‹Paris-Tokyo› – reality belongs to everyone: Erich Weiss
21.03.–1.5.04
The actual exhibition is dedicated to the Belgian artist Erich Weiss. «Paris-Tokyo» shows works from the two last years and two important stations. In the center are photos, which are taken on broad promenades. The artist combs through the big city jungle for the purpose of dandified, Baudelairess «flaneurs». With a candid camera he records particularities and curious discoveries, by emerging in the multitude and trying to be a part of this. Weiss follows constantly the question, what is necessary, that a person, an object or a building can outstand from the overpowering crowd. For him, it is the constant fascination, to unhinge, to isolate someone or something from the crowd – that indefinable wave, movement and endless volatile – and finally, in the order to record this photographically. On his forays, he considers himself as a touristy paparazzo, which documents with his camera snap-shots of the events. As a voyeur he conquers constantly images. He considers himself almost as criminal, because he collects «intimacy», which feels safe in the crowd.
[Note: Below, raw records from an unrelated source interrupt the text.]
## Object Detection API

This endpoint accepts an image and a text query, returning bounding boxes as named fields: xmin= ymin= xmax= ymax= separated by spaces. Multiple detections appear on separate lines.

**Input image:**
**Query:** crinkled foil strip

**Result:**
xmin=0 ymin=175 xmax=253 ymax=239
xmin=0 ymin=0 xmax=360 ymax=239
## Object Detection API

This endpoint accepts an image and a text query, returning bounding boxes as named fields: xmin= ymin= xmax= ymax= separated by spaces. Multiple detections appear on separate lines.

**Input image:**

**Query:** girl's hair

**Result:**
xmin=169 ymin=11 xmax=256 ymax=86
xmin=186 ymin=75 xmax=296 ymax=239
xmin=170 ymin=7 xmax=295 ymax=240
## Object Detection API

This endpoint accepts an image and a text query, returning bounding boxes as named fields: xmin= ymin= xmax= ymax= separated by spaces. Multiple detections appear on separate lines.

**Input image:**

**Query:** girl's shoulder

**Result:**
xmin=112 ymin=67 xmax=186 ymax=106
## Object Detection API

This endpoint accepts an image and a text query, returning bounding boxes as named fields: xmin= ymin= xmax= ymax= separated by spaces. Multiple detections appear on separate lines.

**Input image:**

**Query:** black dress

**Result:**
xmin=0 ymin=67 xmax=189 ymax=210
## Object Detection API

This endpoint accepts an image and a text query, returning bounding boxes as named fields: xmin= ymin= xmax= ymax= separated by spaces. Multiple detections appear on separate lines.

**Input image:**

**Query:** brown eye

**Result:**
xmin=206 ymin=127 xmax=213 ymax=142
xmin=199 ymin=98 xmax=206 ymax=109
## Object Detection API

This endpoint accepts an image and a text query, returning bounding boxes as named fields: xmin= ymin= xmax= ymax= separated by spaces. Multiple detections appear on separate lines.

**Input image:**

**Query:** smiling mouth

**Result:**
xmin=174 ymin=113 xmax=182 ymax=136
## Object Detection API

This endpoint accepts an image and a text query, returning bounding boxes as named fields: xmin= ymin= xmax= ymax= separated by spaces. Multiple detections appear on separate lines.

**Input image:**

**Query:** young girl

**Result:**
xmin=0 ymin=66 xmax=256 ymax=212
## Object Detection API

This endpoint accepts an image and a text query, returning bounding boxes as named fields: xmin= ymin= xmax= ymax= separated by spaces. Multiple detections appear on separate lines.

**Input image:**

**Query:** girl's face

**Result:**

Weiss appropriates the picture language of fashion and publicity; he idealizes beauty and lifts it also on the socket of inaccessibility.
The in the truest sense of the word «inconceivable» dimension of Tokyo, with all the facets and contrariness, let Weiss search on Haruki Murakamis traces for the «100% perfect girl». Snapshots, surprises, mixed with all kinds of contingencies, show a diverse image of women from the metropolis: On one side celebrated tradition on the other side cyberspace allures of maybe fallen angels.
In Paris he followed a similar strategy in the sense of Baudelaire. For «when words become form» he visited places, which appear in French literature and there he was searching for possible actresses for a virtual encounter of fiction-reality. With the pictures he tries to crack the «Mapping», the local structure, after these the book once had been written. His walks lead to an evitable dialog between the “Before” and the “Today”. The texts thereafter become dissolved through the pictures, they loose references and narrative powers to photography – similar to thought pictures of shoot novels
One text work connects the two exhibition rooms – a short statement is translated into Japanese and calligraphically transacted. «Reality belongs to everyone» becomes the epigram of the whole exposition.